Ces deux éléments, mis bout à bout, dessinent une réalité que peu osent formuler clairement : l'alliance stratégique la plus solide du monde libre traverse une phase de friction sur la question qui compte le plus pour la sécurité existentielle d'Israël. Ce n'est pas un détail protocolaire. C'est un désaccord sur le tempo, sur qui décide, et sur qui prend le risque final.
Soyons honnêtes sur ce que cela révèle : Israël a construit, avec un succès remarquable, un appareil de renseignement capable de cartographier les capacités nucléaires iraniennes mieux que quiconque.
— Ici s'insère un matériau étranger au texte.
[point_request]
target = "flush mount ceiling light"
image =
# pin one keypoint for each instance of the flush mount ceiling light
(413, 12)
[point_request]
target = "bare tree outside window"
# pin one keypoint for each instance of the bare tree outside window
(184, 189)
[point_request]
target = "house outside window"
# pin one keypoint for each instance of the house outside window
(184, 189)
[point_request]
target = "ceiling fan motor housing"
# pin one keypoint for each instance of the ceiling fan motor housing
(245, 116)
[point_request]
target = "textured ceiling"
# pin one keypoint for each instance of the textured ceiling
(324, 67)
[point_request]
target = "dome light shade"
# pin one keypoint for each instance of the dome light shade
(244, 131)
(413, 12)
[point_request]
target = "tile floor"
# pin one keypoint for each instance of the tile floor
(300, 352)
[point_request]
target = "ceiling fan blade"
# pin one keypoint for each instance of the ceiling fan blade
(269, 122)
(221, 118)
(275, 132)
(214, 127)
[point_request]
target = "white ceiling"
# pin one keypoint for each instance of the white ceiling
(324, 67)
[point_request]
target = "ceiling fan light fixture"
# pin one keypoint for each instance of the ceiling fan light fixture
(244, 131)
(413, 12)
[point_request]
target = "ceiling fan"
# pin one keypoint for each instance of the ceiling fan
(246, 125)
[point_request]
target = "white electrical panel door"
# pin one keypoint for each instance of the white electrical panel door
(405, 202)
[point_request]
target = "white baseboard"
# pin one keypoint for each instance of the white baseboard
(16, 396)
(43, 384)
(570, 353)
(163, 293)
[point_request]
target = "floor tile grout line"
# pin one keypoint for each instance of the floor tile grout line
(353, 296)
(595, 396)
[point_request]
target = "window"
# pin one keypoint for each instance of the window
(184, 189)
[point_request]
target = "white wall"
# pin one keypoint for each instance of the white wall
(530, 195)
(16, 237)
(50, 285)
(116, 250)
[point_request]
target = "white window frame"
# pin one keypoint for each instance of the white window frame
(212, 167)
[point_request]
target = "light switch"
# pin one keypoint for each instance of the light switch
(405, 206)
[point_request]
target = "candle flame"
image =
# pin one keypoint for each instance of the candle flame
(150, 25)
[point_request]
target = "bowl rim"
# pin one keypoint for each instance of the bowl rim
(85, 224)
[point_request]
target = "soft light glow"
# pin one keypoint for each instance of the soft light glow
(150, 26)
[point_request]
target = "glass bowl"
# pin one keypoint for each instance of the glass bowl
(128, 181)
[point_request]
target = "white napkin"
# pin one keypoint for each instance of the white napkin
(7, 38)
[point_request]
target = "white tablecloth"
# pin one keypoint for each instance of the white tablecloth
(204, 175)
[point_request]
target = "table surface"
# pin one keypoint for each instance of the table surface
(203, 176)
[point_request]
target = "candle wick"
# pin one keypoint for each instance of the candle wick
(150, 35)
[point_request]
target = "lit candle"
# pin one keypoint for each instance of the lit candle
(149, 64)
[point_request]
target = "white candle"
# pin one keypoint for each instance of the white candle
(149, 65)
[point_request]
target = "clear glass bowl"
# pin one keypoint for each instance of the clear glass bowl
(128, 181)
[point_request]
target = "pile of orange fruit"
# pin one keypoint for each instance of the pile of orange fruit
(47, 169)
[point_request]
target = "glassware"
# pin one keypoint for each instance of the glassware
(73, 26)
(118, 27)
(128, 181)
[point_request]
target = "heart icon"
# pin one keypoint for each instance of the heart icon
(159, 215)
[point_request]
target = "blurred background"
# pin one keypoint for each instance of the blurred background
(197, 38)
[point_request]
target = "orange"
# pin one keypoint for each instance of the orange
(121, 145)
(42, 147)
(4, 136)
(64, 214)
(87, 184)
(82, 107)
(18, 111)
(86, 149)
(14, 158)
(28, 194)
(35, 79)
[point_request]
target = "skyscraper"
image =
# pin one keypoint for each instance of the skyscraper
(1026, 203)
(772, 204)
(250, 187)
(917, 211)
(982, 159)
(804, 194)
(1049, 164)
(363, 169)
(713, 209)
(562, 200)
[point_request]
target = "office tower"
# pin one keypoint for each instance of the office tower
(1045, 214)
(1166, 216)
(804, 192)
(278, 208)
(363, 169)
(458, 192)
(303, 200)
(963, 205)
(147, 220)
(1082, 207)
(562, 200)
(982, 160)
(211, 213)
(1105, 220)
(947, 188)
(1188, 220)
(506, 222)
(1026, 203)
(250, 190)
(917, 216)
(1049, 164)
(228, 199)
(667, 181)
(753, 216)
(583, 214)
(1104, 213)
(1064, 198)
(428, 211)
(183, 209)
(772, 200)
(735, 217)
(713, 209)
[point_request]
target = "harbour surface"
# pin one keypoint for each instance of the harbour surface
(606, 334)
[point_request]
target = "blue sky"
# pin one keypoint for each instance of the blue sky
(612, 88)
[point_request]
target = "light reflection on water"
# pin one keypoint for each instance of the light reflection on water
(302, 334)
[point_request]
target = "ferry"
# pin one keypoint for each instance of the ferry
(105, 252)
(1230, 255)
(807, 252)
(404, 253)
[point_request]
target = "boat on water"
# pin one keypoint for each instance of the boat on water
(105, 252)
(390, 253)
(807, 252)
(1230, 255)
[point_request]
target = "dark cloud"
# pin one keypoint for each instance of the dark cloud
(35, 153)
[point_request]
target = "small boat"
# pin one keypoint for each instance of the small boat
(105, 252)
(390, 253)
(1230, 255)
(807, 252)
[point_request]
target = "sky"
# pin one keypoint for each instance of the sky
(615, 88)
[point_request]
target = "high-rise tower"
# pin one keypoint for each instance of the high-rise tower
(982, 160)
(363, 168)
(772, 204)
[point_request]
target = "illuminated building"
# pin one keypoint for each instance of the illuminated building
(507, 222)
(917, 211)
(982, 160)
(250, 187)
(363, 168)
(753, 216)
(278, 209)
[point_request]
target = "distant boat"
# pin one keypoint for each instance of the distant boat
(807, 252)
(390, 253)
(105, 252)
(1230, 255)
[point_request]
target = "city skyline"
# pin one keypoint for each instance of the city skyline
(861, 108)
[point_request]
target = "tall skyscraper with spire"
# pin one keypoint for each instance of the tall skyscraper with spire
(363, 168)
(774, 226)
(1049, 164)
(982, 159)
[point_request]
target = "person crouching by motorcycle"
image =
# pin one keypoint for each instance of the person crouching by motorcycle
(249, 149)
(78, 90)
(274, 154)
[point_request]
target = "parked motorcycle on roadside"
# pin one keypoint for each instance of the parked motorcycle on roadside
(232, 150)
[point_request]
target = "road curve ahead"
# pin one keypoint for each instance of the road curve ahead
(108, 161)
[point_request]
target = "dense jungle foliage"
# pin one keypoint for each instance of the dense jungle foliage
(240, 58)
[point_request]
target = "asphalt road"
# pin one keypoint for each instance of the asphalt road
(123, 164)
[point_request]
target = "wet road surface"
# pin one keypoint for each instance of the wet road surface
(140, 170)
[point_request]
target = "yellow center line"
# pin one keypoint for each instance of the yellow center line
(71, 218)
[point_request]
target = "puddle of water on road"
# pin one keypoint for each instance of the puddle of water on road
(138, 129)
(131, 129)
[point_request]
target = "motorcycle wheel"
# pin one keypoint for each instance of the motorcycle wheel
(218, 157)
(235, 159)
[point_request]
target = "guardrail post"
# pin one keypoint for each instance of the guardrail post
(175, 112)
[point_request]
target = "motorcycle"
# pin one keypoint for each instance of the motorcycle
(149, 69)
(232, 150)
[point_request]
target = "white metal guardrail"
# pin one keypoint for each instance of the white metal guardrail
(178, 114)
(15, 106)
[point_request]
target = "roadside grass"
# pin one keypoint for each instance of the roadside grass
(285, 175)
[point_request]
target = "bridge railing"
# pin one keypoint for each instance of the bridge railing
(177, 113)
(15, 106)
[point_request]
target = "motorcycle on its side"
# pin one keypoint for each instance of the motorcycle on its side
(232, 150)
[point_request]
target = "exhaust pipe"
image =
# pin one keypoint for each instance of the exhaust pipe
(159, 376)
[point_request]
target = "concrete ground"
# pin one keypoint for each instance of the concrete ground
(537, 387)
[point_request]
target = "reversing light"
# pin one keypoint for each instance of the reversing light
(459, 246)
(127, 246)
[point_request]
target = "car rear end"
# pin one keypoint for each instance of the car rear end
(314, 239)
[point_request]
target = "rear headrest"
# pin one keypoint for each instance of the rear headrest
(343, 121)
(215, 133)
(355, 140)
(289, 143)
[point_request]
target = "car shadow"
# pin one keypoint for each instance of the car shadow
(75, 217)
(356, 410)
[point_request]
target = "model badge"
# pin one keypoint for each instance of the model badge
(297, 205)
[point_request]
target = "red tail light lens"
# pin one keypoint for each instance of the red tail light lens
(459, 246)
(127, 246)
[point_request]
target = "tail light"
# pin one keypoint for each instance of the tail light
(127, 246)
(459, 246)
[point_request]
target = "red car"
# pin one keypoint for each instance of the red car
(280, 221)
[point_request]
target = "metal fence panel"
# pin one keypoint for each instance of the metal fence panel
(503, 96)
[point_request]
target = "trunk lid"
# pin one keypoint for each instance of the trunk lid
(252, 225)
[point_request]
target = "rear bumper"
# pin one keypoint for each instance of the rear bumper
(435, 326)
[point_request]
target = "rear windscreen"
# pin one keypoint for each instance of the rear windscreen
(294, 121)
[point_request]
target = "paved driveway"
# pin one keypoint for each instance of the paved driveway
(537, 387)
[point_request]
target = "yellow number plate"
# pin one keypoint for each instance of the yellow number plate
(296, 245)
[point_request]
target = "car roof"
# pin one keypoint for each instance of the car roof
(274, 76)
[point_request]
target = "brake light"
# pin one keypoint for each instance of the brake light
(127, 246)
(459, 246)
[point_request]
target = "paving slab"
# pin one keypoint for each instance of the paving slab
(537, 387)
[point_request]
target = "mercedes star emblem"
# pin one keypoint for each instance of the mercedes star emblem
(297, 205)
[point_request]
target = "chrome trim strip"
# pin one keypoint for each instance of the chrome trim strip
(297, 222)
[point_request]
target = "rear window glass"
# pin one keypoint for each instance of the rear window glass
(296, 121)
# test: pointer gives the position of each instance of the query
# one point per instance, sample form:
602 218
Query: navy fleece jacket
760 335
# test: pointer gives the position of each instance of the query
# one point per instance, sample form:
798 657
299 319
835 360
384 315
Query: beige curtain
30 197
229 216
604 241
Mais cette compétence, précisément parce qu'elle est reconnue, devient une source de tension avec un partenaire américain qui veut garder la main sur le calendrier diplomatique et militaire régional. Trump ne nie pas la menace iranienne — il rappelle simplement, à sa manière brutale, que la fenêtre de tir israélienne dépend in fine d'un feu vert américain.
L'angle que personne ne souligne assez : cette tension publique n'est pas un signe de faiblesse israélienne, mais la preuve que le dossier Pickaxe Mountain est arrivé à un point de décision. On ne se dispute pas publiquement sur des renseignements qu'on juge anodins. Si Trump s'agace que Netanyahu ait « parlé publiquement », c'est qu'il existe une option opérationnelle réelle sur la table — et que Washington redoute qu'Israël agisse avant que les États-Unis n'aient fini d'épuiser leurs propres leviers, notamment vis-à-vis de Riyad, empêtré dans son accord nucléaire civil sans clause de normalisation.
Pour Israël, le vrai danger n'est donc pas la brouille de communication avec Trump. C'est de laisser l'agenda de Washington — pris entre ses ambitions saoudiennes et sa lassitude électorale — dicter le tempo d'une menace existentielle qui, elle, n'attend pas le calendrier américain. Netanyahu le sait : c'est précisément pour cela qu'il s'est envolé vers Washington sous le radar, un jour après avoir réuni son cabinet dans un bunker souterrain. Le message est clair, même s'il ne se dit pas à voix haute : Israël se prépare à agir seul, si nécessaire.